This is the first in a two-part series where we'll be looking at how technology and social media platforms help families to stay better connected. Since this is the season for spending time with those close to you, we thought this might offer you some ideas for keeping in touch when the new year comes round.
Earlier in the year, in July, we attended a conference called Reboot Britain, where the main focus of discussion was on using technology to re-start the local economy. The event was attended by government officials, entrepreneurs, academics, film makers, politicians, teachers, and even some young children. There were many different cross-sections of society present, but all of these people were interested in one thing: the opportunities that exist in a technologically-connected society and how we can best use those to help get the local economy back on its feet.

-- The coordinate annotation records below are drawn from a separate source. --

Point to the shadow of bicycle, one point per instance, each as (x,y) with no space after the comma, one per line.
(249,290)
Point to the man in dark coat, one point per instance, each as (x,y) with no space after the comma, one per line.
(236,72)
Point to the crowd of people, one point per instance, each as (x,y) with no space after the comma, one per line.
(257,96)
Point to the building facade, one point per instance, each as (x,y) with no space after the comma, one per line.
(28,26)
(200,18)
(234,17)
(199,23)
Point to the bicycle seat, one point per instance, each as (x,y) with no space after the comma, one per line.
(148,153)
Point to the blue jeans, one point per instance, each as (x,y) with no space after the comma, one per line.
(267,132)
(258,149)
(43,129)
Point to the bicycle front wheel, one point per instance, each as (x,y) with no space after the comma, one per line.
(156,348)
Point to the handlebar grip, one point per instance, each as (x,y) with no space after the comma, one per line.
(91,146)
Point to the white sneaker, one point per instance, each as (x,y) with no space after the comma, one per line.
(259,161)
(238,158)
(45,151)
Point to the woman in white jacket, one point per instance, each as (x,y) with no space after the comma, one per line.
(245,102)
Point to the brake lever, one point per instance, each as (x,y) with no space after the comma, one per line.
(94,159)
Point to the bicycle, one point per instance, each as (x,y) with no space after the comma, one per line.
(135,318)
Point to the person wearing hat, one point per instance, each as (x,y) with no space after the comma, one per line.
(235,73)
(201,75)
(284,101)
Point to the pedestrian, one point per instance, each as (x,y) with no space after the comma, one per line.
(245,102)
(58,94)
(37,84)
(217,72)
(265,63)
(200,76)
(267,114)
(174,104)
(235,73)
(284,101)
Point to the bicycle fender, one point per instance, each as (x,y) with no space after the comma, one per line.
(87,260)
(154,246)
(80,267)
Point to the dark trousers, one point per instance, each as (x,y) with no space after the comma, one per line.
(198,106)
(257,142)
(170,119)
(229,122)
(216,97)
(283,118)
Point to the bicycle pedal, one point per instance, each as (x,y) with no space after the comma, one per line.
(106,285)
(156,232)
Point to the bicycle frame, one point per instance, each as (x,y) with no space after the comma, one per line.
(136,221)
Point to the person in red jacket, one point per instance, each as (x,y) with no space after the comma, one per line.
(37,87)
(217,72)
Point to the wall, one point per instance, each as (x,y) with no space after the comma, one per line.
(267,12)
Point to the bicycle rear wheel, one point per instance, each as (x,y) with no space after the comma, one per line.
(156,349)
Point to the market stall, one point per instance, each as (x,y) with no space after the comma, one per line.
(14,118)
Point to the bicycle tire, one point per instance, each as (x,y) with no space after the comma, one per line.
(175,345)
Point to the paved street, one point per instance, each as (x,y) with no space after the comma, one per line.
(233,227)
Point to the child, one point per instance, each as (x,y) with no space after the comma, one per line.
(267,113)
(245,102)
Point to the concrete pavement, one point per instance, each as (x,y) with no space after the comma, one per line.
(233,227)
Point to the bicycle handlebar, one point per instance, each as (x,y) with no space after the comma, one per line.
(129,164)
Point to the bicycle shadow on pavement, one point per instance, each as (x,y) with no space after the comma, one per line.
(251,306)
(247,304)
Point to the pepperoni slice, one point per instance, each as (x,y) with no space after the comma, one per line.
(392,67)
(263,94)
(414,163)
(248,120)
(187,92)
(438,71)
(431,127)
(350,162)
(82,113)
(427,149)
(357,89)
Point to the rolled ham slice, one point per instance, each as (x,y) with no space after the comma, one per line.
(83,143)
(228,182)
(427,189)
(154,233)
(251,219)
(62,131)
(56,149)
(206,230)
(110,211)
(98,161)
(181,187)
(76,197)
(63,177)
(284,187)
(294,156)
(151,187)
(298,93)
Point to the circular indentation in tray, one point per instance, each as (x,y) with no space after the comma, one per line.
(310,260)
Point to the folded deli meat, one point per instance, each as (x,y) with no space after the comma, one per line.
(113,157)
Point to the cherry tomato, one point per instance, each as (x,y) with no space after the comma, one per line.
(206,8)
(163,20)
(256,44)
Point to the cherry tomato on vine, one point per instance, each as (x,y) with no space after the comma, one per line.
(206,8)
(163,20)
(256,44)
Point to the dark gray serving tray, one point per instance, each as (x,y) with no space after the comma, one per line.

We felt it was the perfect environment in which to pull out our camera and find out how some of the smartest, most technologically-aware people are staying connected to their families. The results were a little surprising. It became very clear, over the course of the day, that not all technology is created equal, and technology played different roles for different people in the ways they connected with others.
One theme that we found really interesting, and which appeared to be quite important to some of the people at the conference, was the idea of technology as a way of sharing information about what's happening within the family. Technology was even used to help make smarter decisions as a family, and to help inform any decisions that needed to be made.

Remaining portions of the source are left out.